This post is a follow up to my previous post on It's Not Social Media, It's Social Business - Do you Care? and the thoughts expressed by Troy Thompson in his post titled DMO Strategy: Technology or Inspiration? in which he muses:
…in our subconscious quest to grab at anything and everything possibly related to destination visitation, have we gone too far? Have we stretched beyond our goals and mission to become more technology company than inspiration company.
Eventually, those in the destination vertical will have to make a choice due to the simple pressures of time, budget, staff and goals.
What is my area of focus?
Are you a technology company with inspirational tourism content?
Or are you a tourism inspiration company with a measured approach to technology?
If we stay stuck in the mindset of traditional marketing, there’s a tendency to view Facebook, Twitter, blogging etc as nothing more than additional distribution channels for a carefully crafted brand message or specific product offering pitched to targeted market segments.
Conscious marketers understand that it’s about creating relationships first and encouraging the emergence of communities of interest and support. Social media is not so much a channel as a powerful platform or engine that can be deployed by all members of the “tourism ecosystem.” Social media provides both a listening post and a mirror into which one can see how your community is really perceived.

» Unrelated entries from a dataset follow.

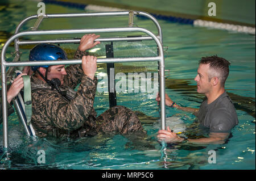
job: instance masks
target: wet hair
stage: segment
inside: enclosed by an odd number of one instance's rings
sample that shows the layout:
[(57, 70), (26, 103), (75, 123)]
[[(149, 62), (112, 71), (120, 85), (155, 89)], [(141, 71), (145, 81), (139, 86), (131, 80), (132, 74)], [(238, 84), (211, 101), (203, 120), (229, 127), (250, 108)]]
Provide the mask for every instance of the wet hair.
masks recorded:
[(199, 64), (209, 64), (210, 72), (208, 73), (209, 81), (212, 78), (217, 77), (222, 86), (224, 86), (225, 82), (229, 73), (230, 63), (225, 58), (219, 57), (217, 55), (202, 57), (199, 61)]

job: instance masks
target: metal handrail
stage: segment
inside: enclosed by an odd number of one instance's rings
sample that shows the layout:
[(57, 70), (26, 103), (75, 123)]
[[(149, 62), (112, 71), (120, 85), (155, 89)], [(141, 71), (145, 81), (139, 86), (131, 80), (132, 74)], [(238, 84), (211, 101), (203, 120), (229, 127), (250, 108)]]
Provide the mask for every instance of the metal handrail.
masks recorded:
[(97, 59), (97, 62), (137, 62), (144, 61), (158, 61), (159, 65), (160, 71), (160, 95), (161, 97), (161, 128), (166, 129), (166, 116), (165, 116), (165, 90), (164, 90), (164, 57), (163, 49), (160, 40), (151, 31), (139, 27), (126, 27), (126, 28), (97, 28), (97, 29), (82, 29), (82, 30), (48, 30), (37, 31), (25, 31), (18, 33), (12, 36), (6, 43), (1, 52), (1, 74), (2, 81), (2, 110), (3, 110), (3, 147), (8, 147), (8, 129), (7, 129), (7, 88), (6, 68), (9, 66), (31, 66), (43, 65), (60, 65), (60, 64), (81, 64), (81, 60), (59, 60), (53, 61), (36, 61), (34, 62), (10, 62), (5, 61), (5, 54), (7, 47), (10, 43), (17, 39), (19, 37), (30, 35), (56, 35), (56, 34), (71, 34), (71, 33), (102, 33), (102, 32), (141, 32), (147, 34), (151, 37), (156, 43), (159, 48), (159, 56), (151, 57), (133, 57), (133, 58), (104, 58)]

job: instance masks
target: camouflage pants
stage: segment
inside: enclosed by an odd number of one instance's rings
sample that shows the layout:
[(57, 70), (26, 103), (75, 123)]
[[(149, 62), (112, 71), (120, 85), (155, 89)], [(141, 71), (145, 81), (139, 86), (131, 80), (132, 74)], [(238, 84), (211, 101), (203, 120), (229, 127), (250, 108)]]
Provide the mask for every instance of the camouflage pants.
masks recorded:
[(96, 120), (96, 131), (117, 132), (121, 134), (142, 131), (143, 128), (136, 114), (121, 106), (112, 107), (100, 115)]

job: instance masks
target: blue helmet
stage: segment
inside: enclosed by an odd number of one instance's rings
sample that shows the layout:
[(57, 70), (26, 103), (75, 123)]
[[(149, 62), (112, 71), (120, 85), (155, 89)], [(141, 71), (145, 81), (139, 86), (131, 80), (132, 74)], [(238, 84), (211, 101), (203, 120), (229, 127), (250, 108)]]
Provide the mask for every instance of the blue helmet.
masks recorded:
[[(34, 47), (31, 50), (29, 56), (30, 61), (40, 60), (67, 60), (68, 57), (65, 51), (59, 46), (42, 43)], [(40, 65), (31, 66), (32, 70), (35, 71), (39, 67), (47, 68), (49, 65)]]

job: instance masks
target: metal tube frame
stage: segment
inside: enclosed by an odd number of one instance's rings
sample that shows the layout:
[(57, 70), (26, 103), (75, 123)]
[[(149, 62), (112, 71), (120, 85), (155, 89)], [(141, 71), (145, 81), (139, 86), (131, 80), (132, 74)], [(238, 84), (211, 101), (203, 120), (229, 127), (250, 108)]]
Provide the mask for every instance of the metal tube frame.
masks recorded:
[[(127, 13), (129, 11), (127, 11)], [(113, 15), (116, 14), (122, 14), (123, 12), (101, 12), (93, 13), (94, 16)], [(129, 13), (128, 13), (129, 14)], [(85, 14), (85, 15), (86, 15)], [(71, 14), (69, 14), (70, 15)], [(85, 14), (72, 14), (75, 16), (84, 16)], [(47, 15), (49, 18), (49, 15)], [(56, 15), (51, 15), (51, 18), (67, 18), (67, 14), (59, 14), (57, 17)], [(85, 15), (88, 16), (88, 15)], [(154, 18), (154, 17), (153, 17)], [(28, 19), (36, 18), (34, 16), (30, 16), (24, 20), (20, 23), (16, 28), (19, 30), (21, 25)], [(158, 24), (158, 23), (157, 23)], [(165, 82), (164, 82), (164, 57), (163, 54), (163, 45), (162, 44), (162, 31), (159, 35), (160, 39), (155, 36), (150, 31), (142, 28), (139, 27), (126, 27), (126, 28), (97, 28), (97, 29), (84, 29), (84, 30), (48, 30), (48, 31), (26, 31), (17, 33), (12, 36), (5, 43), (1, 52), (1, 74), (2, 74), (2, 119), (3, 119), (3, 144), (5, 148), (8, 148), (8, 115), (7, 107), (7, 87), (6, 87), (6, 68), (10, 66), (34, 66), (34, 65), (60, 65), (60, 64), (81, 64), (81, 60), (61, 60), (61, 61), (40, 61), (36, 62), (24, 61), (24, 62), (6, 62), (5, 61), (5, 54), (7, 47), (10, 44), (14, 41), (15, 49), (18, 47), (19, 52), (19, 48), (18, 45), (18, 38), (23, 36), (31, 35), (56, 35), (56, 34), (71, 34), (71, 33), (102, 33), (102, 32), (141, 32), (149, 35), (156, 43), (159, 56), (156, 57), (133, 57), (133, 58), (98, 58), (97, 63), (108, 63), (108, 62), (139, 62), (139, 61), (157, 61), (159, 65), (160, 72), (160, 117), (161, 117), (161, 128), (166, 129), (166, 113), (165, 113)], [(137, 39), (140, 37), (137, 37)], [(112, 38), (113, 41), (127, 41), (126, 39)], [(56, 42), (57, 43), (57, 42)]]
[[(156, 26), (158, 34), (158, 36), (159, 36), (159, 38), (160, 39), (160, 41), (162, 43), (163, 43), (163, 33), (162, 32), (162, 28), (160, 26), (159, 23), (158, 23), (158, 20), (151, 14), (143, 11), (134, 11), (133, 14), (134, 15), (142, 15), (145, 17), (147, 17), (149, 19), (150, 19), (154, 23)], [(115, 12), (89, 12), (89, 13), (73, 13), (73, 14), (46, 14), (44, 15), (44, 18), (77, 18), (77, 17), (92, 17), (92, 16), (124, 16), (124, 15), (127, 15), (129, 16), (130, 13), (131, 12), (131, 11), (115, 11)], [(27, 22), (28, 20), (30, 20), (31, 19), (38, 18), (38, 16), (37, 15), (32, 15), (27, 17), (27, 18), (23, 20), (17, 26), (15, 30), (15, 33), (18, 33), (20, 29), (20, 28), (22, 27), (22, 26), (26, 22)], [(101, 41), (103, 41), (102, 39), (99, 39), (97, 40), (97, 41), (100, 41), (99, 40), (101, 40)], [(134, 40), (140, 40), (138, 38), (135, 38)], [(68, 43), (71, 43), (72, 40), (68, 40)], [(106, 41), (113, 41), (111, 40), (109, 40)], [(75, 42), (77, 42), (75, 41)], [(25, 43), (25, 42), (24, 42)], [(26, 43), (28, 43), (27, 41)], [(52, 43), (52, 42), (51, 42)], [(73, 42), (72, 42), (73, 43)], [(38, 43), (34, 42), (34, 43), (31, 44), (36, 44)], [(38, 43), (40, 43), (39, 42)], [(53, 42), (52, 42), (53, 43)], [(63, 43), (63, 42), (60, 42), (60, 43)], [(14, 40), (14, 47), (17, 53), (19, 53), (19, 44), (23, 44), (23, 42), (19, 42), (18, 39), (16, 39)]]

This different mindset was much in evidence in Vancouver this past year - an exciting year for a young City that successfully hosted the Winter Olympics and then experienced some of the worst public riots in its entire history. Social media played a critically important role in both events.
This morning Paul Vallee, Candice Gibson and Stephen Pearce of Tourism Vancouver shared with me just how powerful social media can be and the critical importance of building community first and allowing its members to co-create authentic responses to the negative actions of a minority. They have given me permission to share the 20 minute Pecha Kucha presentation (20 slides, 20 minutes, 20 notes pages too!) that speaks for itself.
The real takeaway from this was the role that ordinary community members played in rescuing the brand. Tourism Vancouver didn’t respond in a traditional manner by pushing out a stiff formal message minimizing, covering up or even apologizing for the behaviour of a small irresponsible minority. They simply, but effectively, enabled and allowed.
They enabled the community to express their dismay by creating ThisisOurVancouver and allowed the voice of Vancouver’s responsible residents to leave a more authentic, enduringly positive impression. It can take courage for a DMO to do less and enable more but the end result is nearly always more effective.
DMOs are not the hosts of a community. Its residents are. The more they can be enabled to extend the invitation in their own and by definition, authentic way, the more the cliché “tourism is everybody’s business” will assume real meaning and clout.
As DMOs become more conscious of the power of social media and the way it is radically changing how marketing gets done, expect to see less doing (as in leading and controlling) and more enabling and supporting in the years to come.